Wir liefen gemeinsam zum Unterricht. Noch immer hatte ich meinen Kopf gesenkt. Doch als ich ihn anhob schaute er mich mit seinen schwarzen leuchtenden Augen an. Das Blut pumpte sich in meine Wangen. Sie wurden knall Rot.
»Wir müssen einen kurzen Weg draußen weiter gehen. Nicht das du dich wunderst.«
»Oh okay. Ist das in einem anderen Gebäude?«, fragte ich ihn mit roten Wangen. Draußen war zwar kein Wind aber seine blonden Haare wehten. Er hatte sie bis zum Ohr lang wachsen lassen. Sein Haaransatz war dunkel. Ob er sich sie gefärbt hat? Was für blöde Fragen stellte ich mir denn? Ich konnte meine Augen nicht von ihm lassen. Als er mich ansah klopfte mein Herz noch lauter. Hoffentlich hört er das pochen nicht.

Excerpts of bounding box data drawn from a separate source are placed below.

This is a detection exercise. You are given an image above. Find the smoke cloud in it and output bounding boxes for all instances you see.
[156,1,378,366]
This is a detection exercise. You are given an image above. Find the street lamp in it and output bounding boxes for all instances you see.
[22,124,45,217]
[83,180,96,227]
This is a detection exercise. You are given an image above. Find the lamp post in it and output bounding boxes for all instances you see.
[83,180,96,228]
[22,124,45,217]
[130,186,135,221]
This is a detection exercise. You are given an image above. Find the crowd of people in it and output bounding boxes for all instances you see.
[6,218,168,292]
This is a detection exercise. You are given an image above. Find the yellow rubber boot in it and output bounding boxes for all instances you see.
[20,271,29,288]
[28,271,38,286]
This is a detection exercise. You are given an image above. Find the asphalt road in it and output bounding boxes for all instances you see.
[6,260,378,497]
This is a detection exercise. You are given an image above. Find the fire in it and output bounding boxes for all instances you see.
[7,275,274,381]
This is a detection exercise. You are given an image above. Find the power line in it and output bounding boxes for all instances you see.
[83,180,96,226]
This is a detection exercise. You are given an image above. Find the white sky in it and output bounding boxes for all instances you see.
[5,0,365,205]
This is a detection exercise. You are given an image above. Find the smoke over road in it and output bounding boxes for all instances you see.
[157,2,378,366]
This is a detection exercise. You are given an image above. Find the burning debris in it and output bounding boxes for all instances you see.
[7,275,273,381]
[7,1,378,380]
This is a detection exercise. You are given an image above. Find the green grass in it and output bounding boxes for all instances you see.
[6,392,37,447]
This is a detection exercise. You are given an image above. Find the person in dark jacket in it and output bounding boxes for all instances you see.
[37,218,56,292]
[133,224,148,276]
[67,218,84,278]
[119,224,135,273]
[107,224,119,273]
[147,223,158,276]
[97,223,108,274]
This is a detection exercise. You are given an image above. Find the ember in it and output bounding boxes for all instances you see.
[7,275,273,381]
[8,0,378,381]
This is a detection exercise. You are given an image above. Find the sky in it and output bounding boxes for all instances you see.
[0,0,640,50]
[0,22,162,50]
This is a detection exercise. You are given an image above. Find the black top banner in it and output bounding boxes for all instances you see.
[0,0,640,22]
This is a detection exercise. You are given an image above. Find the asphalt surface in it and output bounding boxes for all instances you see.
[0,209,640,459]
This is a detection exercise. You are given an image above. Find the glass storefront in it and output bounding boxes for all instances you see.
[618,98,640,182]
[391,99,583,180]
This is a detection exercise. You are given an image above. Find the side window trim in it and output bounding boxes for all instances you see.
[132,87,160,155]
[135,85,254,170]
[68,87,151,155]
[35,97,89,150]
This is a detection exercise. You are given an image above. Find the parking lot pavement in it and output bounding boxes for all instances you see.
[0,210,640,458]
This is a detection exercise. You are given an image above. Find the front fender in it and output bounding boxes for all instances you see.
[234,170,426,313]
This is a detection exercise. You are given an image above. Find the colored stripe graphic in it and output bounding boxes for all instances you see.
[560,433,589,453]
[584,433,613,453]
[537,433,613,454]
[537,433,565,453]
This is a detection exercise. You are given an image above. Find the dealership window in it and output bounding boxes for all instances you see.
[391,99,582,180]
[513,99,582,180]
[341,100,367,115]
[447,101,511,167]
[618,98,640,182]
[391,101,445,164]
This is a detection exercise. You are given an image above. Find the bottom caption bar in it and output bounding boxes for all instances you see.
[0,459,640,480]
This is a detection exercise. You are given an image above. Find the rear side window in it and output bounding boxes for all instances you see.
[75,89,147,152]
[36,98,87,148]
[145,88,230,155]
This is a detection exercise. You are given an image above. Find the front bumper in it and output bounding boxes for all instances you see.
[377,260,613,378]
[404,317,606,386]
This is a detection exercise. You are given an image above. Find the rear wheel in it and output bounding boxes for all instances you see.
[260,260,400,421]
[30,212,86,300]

Wir waren im anderen Gebäude angekommen und standen vor Raum 33. Ich atmete tief durch und schloss für einen Moment meine Augen, um mich zu konzentrieren. Vincent schaute mich fragend an.
»Was hast du?«
»Ich bin ein wenig nervös.« Ich machte meine Augen auf und Vincent lächelte mich mit seinen süßen und bezauberten Lachen an. Er nahm meine Hand und öffnete mir die Tür. Ich spürte seine zarten Finger wie sie mich kaum berührten. Seine Haut war kalt. Doch das störte mich nicht in diesem Moment. Als wir im Zimmer eingetreten waren ließ er meine Hand los und ging zu seinem Platz. Alle Köpfe richteten sich zu mir. Ich ging zu dem Lehrer hin und gab ihm den Zettel.
»Hallo Ms. Turner. Ich bin Mr. Tailer, der Mathematiklehrer. Wir haben nur noch einen Platz. Da wird deine Auswahl nicht sehr groß sein«, stellte er sich vor.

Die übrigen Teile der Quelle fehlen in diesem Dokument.